Abstract
Background
We investigated the association between cardiovascular disease (CVD) and the risk of major osteoporotic fracture in Taiwan.
Methods
Using the Taiwan National Health Insurance Database for the period 2000–2007, we classified 43 874 patients aged 50 years or older with newly diagnosed CVD (coronary artery disease, heart failure, cerebrovascular disease, or peripheral atherosclerosis) as the CVD group and 43 874 subjects without CVD (frequency-matched by sex, age, and date selected) as the non-CVD group. Incidence and hazard ratios (HRs) for major osteoporotic fracture of the spine, hip, humerus, and forearm/wrist were estimated for the period until the end of 2010.
Results
After adjustment for confounders, the overall HRs for major osteoporotic fracture were 1.24 (95% CI = 1.13, 1.36) in men with CVD and 1.18 (95% CI = 1.11, 1.25) in women with CVD, as compared with the non-CVD group. As compared with the non-CVD group, the adjusted HR for major osteoporotic fracture was highest among subjects with cerebrovascular disease (HR 1.31; 95% CI 1.23, 1.39), followed by those with heart failure (HR 1.18; 95% CI 1.11, 1.27), peripheral atherosclerosis (HR 1.12; 95% CI 1.04, 1.20), and coronary artery disease (HR 1.07; 95% CI 1.01, 1.12).
Conclusions
CVD is associated with risk of major osteoporotic fracture in men and women in Taiwan.

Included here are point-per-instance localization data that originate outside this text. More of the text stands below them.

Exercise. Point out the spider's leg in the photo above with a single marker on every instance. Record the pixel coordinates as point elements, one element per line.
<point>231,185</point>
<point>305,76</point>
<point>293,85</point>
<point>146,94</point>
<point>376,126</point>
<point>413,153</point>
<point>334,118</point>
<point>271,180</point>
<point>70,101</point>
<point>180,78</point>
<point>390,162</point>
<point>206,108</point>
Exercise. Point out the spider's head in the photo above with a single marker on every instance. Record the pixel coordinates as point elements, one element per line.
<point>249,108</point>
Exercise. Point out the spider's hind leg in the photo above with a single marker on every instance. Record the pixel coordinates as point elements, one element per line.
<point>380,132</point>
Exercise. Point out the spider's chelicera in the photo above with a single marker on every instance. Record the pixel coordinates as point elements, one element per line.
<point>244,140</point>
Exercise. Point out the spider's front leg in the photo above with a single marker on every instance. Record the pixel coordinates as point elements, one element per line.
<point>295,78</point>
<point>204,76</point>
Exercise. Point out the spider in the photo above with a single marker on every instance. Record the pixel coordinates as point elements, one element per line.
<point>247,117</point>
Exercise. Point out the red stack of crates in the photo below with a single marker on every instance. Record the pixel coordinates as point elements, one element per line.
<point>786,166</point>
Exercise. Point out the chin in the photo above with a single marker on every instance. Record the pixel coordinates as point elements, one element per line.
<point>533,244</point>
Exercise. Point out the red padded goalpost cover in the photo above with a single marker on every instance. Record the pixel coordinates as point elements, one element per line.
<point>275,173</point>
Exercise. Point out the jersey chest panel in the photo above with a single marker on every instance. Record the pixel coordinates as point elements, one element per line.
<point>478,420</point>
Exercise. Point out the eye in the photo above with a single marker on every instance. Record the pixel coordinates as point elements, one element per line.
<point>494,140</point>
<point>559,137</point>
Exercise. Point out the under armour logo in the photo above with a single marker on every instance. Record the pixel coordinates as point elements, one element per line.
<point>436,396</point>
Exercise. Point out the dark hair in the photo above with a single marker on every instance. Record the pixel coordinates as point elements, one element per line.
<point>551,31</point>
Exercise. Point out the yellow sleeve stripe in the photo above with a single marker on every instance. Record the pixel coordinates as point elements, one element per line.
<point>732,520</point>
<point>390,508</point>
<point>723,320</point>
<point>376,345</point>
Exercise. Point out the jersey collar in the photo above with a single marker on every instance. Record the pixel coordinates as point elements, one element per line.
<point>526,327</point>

Key words: atherosclerosis, cardiovascular disease, cerebrovascular disease, fracture, heart failure
INTRODUCTION
Cardiovascular disease (CVD) and osteoporosis are major diseases that cause marked morbidity, disability, and mortality, and a very large socioeconomic burden worldwide.1–3 In their review, Deaton et al noted that CVD accounts for about one-third of all deaths in the world.1 Another review showed that osteoporosis is responsible for fractures in about 2 million people in the United States annually.2 Recently, accumulating evidence shows a robust association between CVD and osteoporosis/osteoporotic fracture, which share risk factors and pathophysiologic pathways.4–9 Aging, menopause, and chronic inflammation may partially explain this association.6,7 A study in Australia by Chen et al found that fracture was 1.23 times (95% CI = 1.13–1.35) as likely among women with CVD than among those without CVD.8 Gerber et al reported that US patients had a 1.32-fold risk of fracture (95% CI = 1.12–1.56) after myocardial infarction.9
In 2010, CVD was the second leading cause of death in Taiwan, accounting for 10.8% of all deaths.10 In a study using data from the Taiwan National Health Insurance database, Yang et al estimated that the average prevalence of osteoporosis in 1999–2001 was 11.4% in women, and 1.6% in men, aged 50 years or older.11 To date, most studies of the association between CVD and osteoporosis/osteoporotic fracture were limited to white populations, and little evidence is available in Taiwan. Identifying risk factors for fracture is important in preventing development of fractures and improving outcomes. In this population-based cohort study, we used claims data from the National Health Insurance program in Taiwan to investigate the association between CVD and risk of major osteoporotic fracture.
METHODS
Data sources
This study used claims data from the National Health Insurance program in Taiwan, which has been described in detail in previous studies.12–16 In brief, the National Health Research Institute in Taiwan has used insurance claims data to establish several longitudinal data files on medical services provided to inpatients and outpatients. All data files were linked with scrambled identifiers to protect patient privacy. Disease diagnoses were coded according to the International Classification of Diseases 9th Revision-Clinical Modification (ICD-9-CM). In addition, the A-code was used to define diseases, because its use predated adoption of ICD-9 coding in Taiwan.
Design
We used claims data covering 1 million insured persons and established 2 study groups. The CVD group included patients who received new diagnoses during 2000–2007 of coronary artery disease (ICD-9 410–414; A-code A270, A279), heart failure (ICD-9 428), cerebrovascular disease (ICD-9 430–438; A-code A290–A294, A299), or peripheral atherosclerosis (ICD-9 440–448; A-code A300). All people younger than 50 years on the day of diagnosis were excluded. For each selected CVD patient, 1 adult without medical claims for CVD was randomly selected for the non-CVD group, after frequency-matching for sex, age (every 5-year span), and index data. The index date was defined as the date of diagnosis for CVD patients and as the middle date of the same index month as their matched CVD patients for non-CVD subjects. To decrease confounding effects, subjects previously diagnosed with fracture at any site (ICD-9 800–829, E887, and A-code A470–A476, A479) before the index date were excluded from the study. Diagnosis of a major osteoporotic fracture, including fracture of the spine (ICD-9 805 and 806), hip (ICD-9 820), humerus (ICD-9 812), and forearm (ICD-9 813)/wrist (ICD-9 814), were used as the study end-point. These fracture sites have been defined by the World Health Organization fracture risk assessment tool, FRAX.17 Both the CVD and non-CVD groups were followed up to determine fracture incidence until a subject received a fracture diagnosis, death, withdrawal from the insurance program, loss to follow-up, or December 31, 2010.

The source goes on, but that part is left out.